This from the Venerable Henepola Gutaratana: "Repeated practice in meditation establishes this function as a mental habit which then carries over into the rest of your life. A serious meditator pays bare attention to occurrences all the time, day in, day out, whether formally sitting in meditation or not. When you are meditating, then your focus will be the formal object of meditation. If you are not in formal meditation, it will be just a pure application of bare attention itself, just a pure noticing of whatever comes up without getting involved. Meditation is at one and the same time both bare attention itself and the function of reminding us to pay bare attention if we have ceased to do so."

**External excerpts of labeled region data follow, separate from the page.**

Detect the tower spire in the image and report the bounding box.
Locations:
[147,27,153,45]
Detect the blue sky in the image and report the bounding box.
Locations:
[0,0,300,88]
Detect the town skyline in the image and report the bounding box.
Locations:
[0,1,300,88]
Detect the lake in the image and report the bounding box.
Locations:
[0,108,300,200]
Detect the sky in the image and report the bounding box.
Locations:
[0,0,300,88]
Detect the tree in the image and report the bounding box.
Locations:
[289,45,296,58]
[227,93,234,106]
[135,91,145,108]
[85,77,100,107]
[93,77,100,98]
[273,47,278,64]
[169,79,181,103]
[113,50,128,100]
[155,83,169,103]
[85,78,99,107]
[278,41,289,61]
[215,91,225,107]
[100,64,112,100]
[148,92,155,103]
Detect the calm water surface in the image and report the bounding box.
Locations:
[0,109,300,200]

This has only recently begun to make sense to me. When I meditate, I'm trying to become aware of a thought that's trying to pop into my mind the split second before I actually think that thought. This is not natural or intuitive. I prefer to put myself either in the category of "I'm paying attention to my breath" or "I'm thinking about this thing." I am also very aware of external sounds which compel me to quickly construct a story, a narrative, around the sound. Sometimes the sounds are soothing (e.g., waves rolling onto the beach) and a perfectly acceptable meditation technique is just to listen to the sounds while trying to remain present. Sometimes they're jarring and disruptive (e.g., someone running a leaf blower so that they can corral every fucking leaf within a hundred miles of their property line) in a way that reminds the meditator they can meditate somewhere quieter. Mindfulness, however, takes a slightly different approach: concentrate on your breath or think a thought or perceive the thought right before it reaches your consciousness. The first two actions make perfect sense while the last . . . action? . . . condition? . . . is in the realm of some New Age hippie crap and more of a sense than an action.
As with many things in my life I have found that when I try my best at something I don't naturally want to do then I act in a kind, satisfying, healthy manner in my real, human life. When I'm having a frustrating meditation session I find myself thinking: "What a waste of my valuable time." Then, sometime later, I'll respond in a way that surprises myself, and this I attribute partially to my practice. For instance, when someone honks their car horn at me I used to either get angry and react furiously or it would upset me, their behavior would upset me, and I'd internalize it and carry it with me the rest of the day. Now I quickly decide if I'm at fault and, if so, I wave an apology at the other driver, or I shrug it off and let it go immediately. I don't internalize the behavior of someone else. The nice thing, of course, is that I don't spend 50% of my time behind the wheel of a car driving like an asshole so it's uncommon when someone expresses auditory displeasure with me.
That's the good thing. There's probably a bad thing in there, too, but I can't remember what it is.